Decision Options Recommendation Rationale
Buffer structure Gap buffer, piece table Gap buffer Simple and fast for local edits
Rendering Full redraw, dirty rows Full redraw first Easier, good enough for small files
Key decoding Blocking read, timeout read Timeout read Avoid hanging on ESC
Save strategy Direct write, temp + rename Temp + rename Prevent data loss

6. Testing Strategy

6.1 Test Categories

Category Purpose Examples
Unit Tests Verify buffer operations insert/delete, gap moves
Integration Tests Full edit flow open -> edit -> save
Edge Case Tests Stress conditions long lines, empty file

6.2 Critical Test Cases

  1. Insert at beginning: Insert “ABC” at start of file.
  2. Delete across lines: Backspace at line start joins lines.
  3. Resize window: Editor redraws to new size.
  4. Save failure: Attempt to save to read-only directory.

6.3 Test Data

fixtures/
  empty.txt
  long-line.txt (10k chars)
  tabs.txt (mix of tabs and spaces)

7. Common Pitfalls & Debugging

7.1 Frequent Mistakes

Pitfall Symptom Solution
Not restoring termios Terminal broken after exit Use atexit and signal handlers
ESC parsing wrong Arrow keys insert junk Implement timeout parser
Cursor desync Cursor jumps unexpectedly Separate logical vs rendered x
Save corrupts file File becomes empty Use temp + rename

7.2 Debugging Strategies

  • Print diagnostics to a log file so you do not corrupt the screen.
  • Add a debug mode that renders internal cursor and viewport values.
  • Use stty -a to verify terminal flags after exit.

7.3 Performance Traps

  • Redrawing on every byte is fine early, but avoid per-row writes.
  • Recomputing rendered rows for every key can be optimized later.
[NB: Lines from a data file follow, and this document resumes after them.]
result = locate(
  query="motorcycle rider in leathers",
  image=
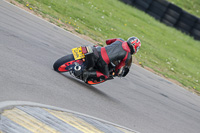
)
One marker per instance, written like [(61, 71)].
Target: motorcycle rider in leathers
[(117, 50)]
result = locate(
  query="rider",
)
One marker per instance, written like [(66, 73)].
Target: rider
[(116, 50)]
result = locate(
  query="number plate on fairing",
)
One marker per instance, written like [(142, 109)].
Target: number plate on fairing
[(77, 53)]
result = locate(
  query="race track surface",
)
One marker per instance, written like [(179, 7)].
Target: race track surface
[(141, 101)]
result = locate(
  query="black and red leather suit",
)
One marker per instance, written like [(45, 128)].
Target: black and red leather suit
[(116, 50)]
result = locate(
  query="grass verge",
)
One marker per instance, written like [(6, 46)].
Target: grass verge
[(164, 49)]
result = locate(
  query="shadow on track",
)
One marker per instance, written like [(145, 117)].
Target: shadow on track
[(92, 88)]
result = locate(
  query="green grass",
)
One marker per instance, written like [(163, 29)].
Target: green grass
[(191, 6), (164, 49)]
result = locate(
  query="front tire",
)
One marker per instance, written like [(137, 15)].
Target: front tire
[(62, 61)]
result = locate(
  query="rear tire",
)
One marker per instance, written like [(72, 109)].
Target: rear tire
[(62, 61)]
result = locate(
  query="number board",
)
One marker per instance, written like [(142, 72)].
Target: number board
[(77, 53)]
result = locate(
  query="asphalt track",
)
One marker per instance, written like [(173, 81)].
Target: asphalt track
[(141, 101)]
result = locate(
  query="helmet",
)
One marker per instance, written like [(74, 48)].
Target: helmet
[(134, 43)]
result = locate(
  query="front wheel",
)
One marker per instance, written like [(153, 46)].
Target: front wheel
[(65, 63)]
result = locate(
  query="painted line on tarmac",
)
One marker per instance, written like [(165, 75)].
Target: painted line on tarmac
[(20, 116)]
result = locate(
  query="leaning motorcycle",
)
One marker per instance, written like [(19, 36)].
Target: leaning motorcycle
[(82, 59)]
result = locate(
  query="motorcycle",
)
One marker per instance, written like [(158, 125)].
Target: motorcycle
[(82, 59)]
8. Extensions & Challenges

8.1 Beginner Extensions

  • Add line numbers on the left margin.
  • Add / search for a literal string.

8.2 Intermediate Extensions

  • Add undo/redo grouping for insert sessions.
  • Add syntax highlighting for a small language.

8.3 Advanced Extensions

  • Implement a piece table with incremental rendering.
  • Add a minimal plugin system using dynamic libraries.

9. Real-World Connections

9.1 Industry Applications

  • Terminal editors: Vim, Neovim, Helix use similar raw-mode loops.
  • Embedded tools: Git commit message editors rely on the same terminal control.
  • kilo: Minimal C text editor that inspired this project.
  • neovim: Modern modal editor with RPC and Lua.

9.3 Interview Relevance

  • Systems IO: raw mode, IO multiplexing, terminal control.
  • Data structures: gap buffers, piece tables, ropes.

10. Resources

10.1 Essential Reading

  • The Linux Programming Interface (Kerrisk) - Ch. 62
  • The Craft of Text Editing (Finseth) - Ch. 1-3

10.2 Video Resources

  • Terminal control and ANSI basics (search: “ANSI escape sequences tutorial”)
  • Editor internals overview (search: “text editor data structures”)

10.3 Tools & Documentation

  • termios(3) man page
  • POSIX open(2), read(2), write(2), rename(2)

11. Self-Assessment Checklist

11.1 Understanding

  • I can explain canonical vs raw mode without notes.
  • I can explain how a gap buffer works and its tradeoffs.
  • I can describe how cursor mapping works with tabs.

11.2 Implementation

  • All functional requirements are met.
  • Save uses temp + rename and reports errors.
  • Terminal settings always restore on exit.

11.3 Growth

  • I can describe one improvement to rendering performance.
  • I can explain this project in an interview.

12. Submission / Completion Criteria

Minimum Viable Completion:

  • Raw mode works and restores cleanly.
  • Normal and Insert modes function correctly.
  • File load/save works with error handling.

Full Completion:

  • All minimum criteria plus:
  • Command-line mode with :w, :q, :wq.
  • Status line with file info and mode.

Excellence (Going Above & Beyond):

  • Undo/redo with command grouping.
  • Basic syntax highlighting or search.

13. Determinism and Reproducibility Notes

  • Use KILO_TEST_MODE=1 to freeze any timestamps in the status bar.
  • Keep a fixed fixtures/demo.txt so the golden demo always matches.
  • The failure demo uses a consistent path (/root/secret.txt) to trigger EACCES.